In some respects Llorente, 32, does not fit the club’s age profile, with the manager and the chairman, Daniel Levy, tending to go for younger players with the potential to be developed. But Pochettino knows what he is getting with Llorente – a serial winner and one with the potential to harden Tottenham’s mentality.

Llorente won the Serie A title twice with Juventus, together with the Italian Cup, and the Europa League at Sevilla. He was also a part of the victorious Spain squad at the 2010 World Cup and 2012 European Championship. Pochettino is obsessed with positive energy and he can feel it from Llorente. “From day one he has been like a 16- or 17-year-old going to training with the first team for the first time,” Pochettino said.

“That is massive because that energy is fantastic. It’s a very good example for everyone. Not all experienced players can bring what Fernando can bring. It is not because you are 32 or 33 that you are great. Sometimes you are 33 and struggle but, when we had the possibility to sign Fernando, we moved very quickly. He scored 15 league goals at Swansea last season and he can repeat the same with us.”

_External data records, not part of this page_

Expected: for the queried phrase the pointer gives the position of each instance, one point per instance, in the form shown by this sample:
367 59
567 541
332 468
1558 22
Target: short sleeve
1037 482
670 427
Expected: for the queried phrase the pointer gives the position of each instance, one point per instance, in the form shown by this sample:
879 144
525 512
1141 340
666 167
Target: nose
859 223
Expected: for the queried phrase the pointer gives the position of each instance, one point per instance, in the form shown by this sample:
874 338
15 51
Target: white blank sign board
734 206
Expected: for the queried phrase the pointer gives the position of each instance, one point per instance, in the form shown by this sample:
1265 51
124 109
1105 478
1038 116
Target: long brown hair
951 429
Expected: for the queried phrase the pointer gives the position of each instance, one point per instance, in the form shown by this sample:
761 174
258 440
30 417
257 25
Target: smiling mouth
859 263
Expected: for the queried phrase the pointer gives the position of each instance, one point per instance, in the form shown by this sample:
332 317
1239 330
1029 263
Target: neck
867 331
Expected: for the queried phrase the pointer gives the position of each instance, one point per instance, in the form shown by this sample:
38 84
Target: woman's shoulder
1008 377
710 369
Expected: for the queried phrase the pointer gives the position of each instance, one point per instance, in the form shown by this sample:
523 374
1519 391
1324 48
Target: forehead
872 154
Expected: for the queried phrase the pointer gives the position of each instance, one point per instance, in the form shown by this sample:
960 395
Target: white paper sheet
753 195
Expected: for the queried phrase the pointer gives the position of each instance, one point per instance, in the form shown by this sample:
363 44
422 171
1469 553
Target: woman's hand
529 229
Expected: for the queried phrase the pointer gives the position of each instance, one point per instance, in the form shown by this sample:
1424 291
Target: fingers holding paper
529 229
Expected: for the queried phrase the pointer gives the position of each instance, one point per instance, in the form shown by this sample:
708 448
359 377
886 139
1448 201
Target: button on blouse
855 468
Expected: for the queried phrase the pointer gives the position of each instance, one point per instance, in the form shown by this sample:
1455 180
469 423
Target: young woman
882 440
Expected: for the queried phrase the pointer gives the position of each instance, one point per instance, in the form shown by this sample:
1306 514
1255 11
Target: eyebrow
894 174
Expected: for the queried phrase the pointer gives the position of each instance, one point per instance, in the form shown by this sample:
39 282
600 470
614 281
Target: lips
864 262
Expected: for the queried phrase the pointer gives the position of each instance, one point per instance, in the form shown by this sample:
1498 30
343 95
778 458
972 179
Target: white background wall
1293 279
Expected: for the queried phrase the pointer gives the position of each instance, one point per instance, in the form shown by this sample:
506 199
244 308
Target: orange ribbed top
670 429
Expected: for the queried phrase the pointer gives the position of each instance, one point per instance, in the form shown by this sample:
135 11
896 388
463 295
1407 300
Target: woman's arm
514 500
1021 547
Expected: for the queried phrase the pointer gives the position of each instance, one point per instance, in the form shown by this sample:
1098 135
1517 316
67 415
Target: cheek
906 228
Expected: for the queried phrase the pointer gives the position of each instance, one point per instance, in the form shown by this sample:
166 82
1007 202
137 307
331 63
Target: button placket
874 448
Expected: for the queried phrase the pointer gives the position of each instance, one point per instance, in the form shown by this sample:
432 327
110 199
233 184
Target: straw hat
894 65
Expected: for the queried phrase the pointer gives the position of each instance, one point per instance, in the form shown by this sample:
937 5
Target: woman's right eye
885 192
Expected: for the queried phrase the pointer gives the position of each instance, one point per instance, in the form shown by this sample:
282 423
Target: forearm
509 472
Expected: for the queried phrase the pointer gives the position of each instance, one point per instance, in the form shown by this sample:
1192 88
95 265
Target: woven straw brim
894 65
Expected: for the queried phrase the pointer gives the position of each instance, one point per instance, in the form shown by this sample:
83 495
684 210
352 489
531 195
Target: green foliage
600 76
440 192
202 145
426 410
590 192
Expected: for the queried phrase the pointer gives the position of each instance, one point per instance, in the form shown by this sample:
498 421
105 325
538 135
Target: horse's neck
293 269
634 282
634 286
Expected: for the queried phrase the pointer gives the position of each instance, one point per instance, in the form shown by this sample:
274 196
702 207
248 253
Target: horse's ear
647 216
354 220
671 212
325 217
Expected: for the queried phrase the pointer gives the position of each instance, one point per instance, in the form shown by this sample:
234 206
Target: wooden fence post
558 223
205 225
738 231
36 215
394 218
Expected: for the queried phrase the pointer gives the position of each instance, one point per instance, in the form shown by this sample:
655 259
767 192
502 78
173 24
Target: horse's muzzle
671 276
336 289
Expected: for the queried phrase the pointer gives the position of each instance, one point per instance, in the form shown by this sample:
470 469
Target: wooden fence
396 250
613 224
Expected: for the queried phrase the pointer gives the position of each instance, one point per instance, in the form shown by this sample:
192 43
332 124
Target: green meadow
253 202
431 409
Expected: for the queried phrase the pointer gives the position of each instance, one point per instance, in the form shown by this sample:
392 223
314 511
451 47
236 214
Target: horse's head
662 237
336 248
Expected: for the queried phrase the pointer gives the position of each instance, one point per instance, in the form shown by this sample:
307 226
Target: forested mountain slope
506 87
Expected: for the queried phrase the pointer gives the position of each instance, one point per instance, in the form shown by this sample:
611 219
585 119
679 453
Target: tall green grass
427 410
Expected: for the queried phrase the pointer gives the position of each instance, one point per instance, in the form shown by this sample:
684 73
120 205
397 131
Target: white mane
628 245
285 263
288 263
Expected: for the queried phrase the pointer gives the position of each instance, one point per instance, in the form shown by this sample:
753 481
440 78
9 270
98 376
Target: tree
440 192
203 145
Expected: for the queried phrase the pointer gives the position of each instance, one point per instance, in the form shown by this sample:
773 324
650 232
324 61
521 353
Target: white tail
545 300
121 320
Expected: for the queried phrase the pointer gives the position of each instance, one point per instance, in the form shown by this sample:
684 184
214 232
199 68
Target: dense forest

The most unusual thing about Llorente’s signing is that the manager demands his centre-forwards work tirelessly and represent the first point of the team’s collective defensive press. Kane is the perfect proponent of his style. Llorente, by contrast, will not run in behind or press. Standing at 6ft 4in, he is an x-marks-the-spot threat.

Llorente was slated by Frank Lampard on Match of the Day in April for his performance in Swansea’s 1-0 defeat at Watford, when the statistics showed he had sprinted for only 19.1 metres. His critics say he lends a one-dimensional approach to a team, with the dimension being the high ball into the box.

But Llorente is all about his clever positioning and he has made a living out of being in the right place at the right time. He was crucial to Swansea’s successful campaign against relegation, scoring four of his goals in the final five matches, and his overall return certainly brooked no argument.

“People talk about the running and I do not understand,” Llorente said last May. “When I am in my best form, I will probably run 10 or 11 kilometres a game. I run when I need to run. You compare the stats for tall men and I actually run a lot. I know where I need to be and I do my job.”

Llorente will provide an alternative to Kane and, possibly, an interesting foil for him. He hopes to make his debut at Everton on Saturday having, coincidentally, faced Pochettino on his professional debut for Athletic Bilbao in 2005. Pochettino was in defence for Espanyol and the game finished 1-1. “Fernando remembers it better than me,” the manager said with a smile. “He said to me the other day it was 16 January 2005. I said to him that there was only one thing I remember and that was he didn’t score.”